Roncesvalles fue, y sigue siendo, una importante estación para los peregrinos que
procedentes de Francia, se dirijen a Compostela. El pueblo de Roncesvalles es actualmente
un pequeño caserío agrupado en torno al poderoso monasterio de los padres Agustinos, los
cuales siguen siendo propietarios del término municipal.
Capilla de Sancti Spiritus
Es el monumento más antiguo de Roncesvalles, de
principios del siglo XII. Tiene una cripta en la que reposan los restos de diversos
peregrinos jacobeos.
Ermita de San Salvador de Ibañeta
La ermita de San Salvador de Ibañeta, es una pequeña
iglesia que dicen que se levanta en la pendiente en la que Carlomagno hizo erigir una
tumba para Roldan y su séquito. Colegiata
El monumento más importante de Roncesvalles es su
Colegiata, que se alza encima del monasterio fundado por Alfonso I de Navarra en 1130. La
construcción del templo se inició bajo el reinado de Sancho II y pudo ser consagrada en
1219. La iglesia, de tres naves, da origen a la transición entre románico y gótico.

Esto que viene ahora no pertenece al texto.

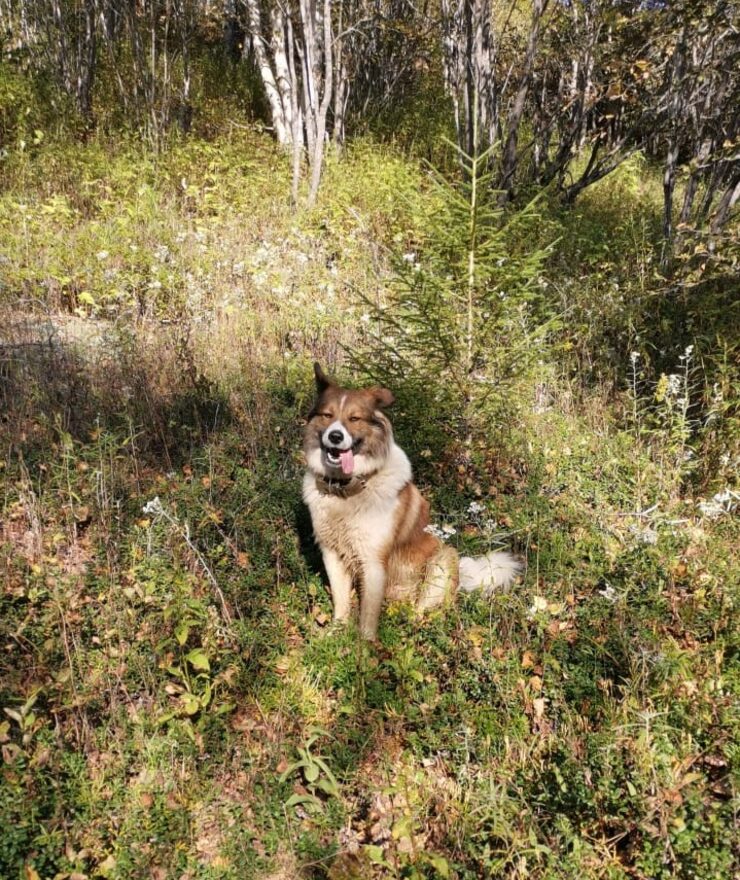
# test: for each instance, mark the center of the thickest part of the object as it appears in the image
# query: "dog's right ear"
(322, 380)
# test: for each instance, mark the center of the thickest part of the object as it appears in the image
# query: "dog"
(369, 519)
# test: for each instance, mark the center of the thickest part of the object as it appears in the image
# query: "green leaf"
(440, 865)
(198, 660)
(190, 703)
(181, 633)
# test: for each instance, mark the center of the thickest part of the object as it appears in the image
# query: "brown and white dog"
(370, 520)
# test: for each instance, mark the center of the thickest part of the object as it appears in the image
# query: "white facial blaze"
(346, 442)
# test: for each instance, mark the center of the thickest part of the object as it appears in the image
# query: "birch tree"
(298, 55)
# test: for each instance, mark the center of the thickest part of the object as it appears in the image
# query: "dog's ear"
(383, 397)
(322, 380)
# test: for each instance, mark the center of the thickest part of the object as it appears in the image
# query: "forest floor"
(176, 702)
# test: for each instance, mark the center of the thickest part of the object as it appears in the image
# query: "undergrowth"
(176, 702)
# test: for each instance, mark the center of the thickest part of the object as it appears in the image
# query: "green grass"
(177, 703)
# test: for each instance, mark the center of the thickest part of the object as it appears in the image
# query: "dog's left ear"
(383, 397)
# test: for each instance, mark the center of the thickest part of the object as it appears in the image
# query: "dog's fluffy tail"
(486, 573)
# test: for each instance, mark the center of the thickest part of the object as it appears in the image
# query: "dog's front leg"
(371, 602)
(340, 582)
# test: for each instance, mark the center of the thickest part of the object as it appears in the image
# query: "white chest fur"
(360, 527)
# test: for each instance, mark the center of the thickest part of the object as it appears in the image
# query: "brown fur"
(371, 524)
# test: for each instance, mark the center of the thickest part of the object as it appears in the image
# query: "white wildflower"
(153, 507)
(721, 503)
(538, 605)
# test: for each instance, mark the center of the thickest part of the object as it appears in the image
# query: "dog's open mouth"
(343, 458)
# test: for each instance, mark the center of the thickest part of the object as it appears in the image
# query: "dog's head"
(347, 433)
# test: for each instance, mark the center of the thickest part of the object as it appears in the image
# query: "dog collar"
(341, 488)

Posee una gran torre cuadrangular, y en el interior se encuentra la imagen de la Virgen de
Roncesvalles, de estilo gótico. La iglesia posee tambien un rico Tesoro, entre cuyas
valiosas obras está el Evangelario, del siglo XII, sobre el que prestaban juramento de
fidelidad los reyes de Navarra. Son tambien interesantes dos arquetas, una de ellas del
siglo XII trabajada en oro y plata y la otra de estilo mudéjar, con los escudos de los
reyes de Navarra.
El edificio original del monasterio fue destruido por un incendio en el año 1400,
conservándose tan sólo la sala capitular, posteriormente convertida en la capilla de San
Agustín. En ella se encuentran los sarcófagos góticos del rey Sancho II el Fuerte y de
su esposa, Doña Clemencia de Toulouse.
Otros monumentos que podemos visitar en Roncesvalles son: la iglesia de Santiago, del
siglo XII, que sirvió en otro tiempo a los peregrinos de Santiago, y de la misma época
el hospital de Nuestra Señora de Roncesvalles y la Hostería de peregrinos. A la salida
de Roncesvalles se levanta la Cruz de los Peregrinos del siglo XIV.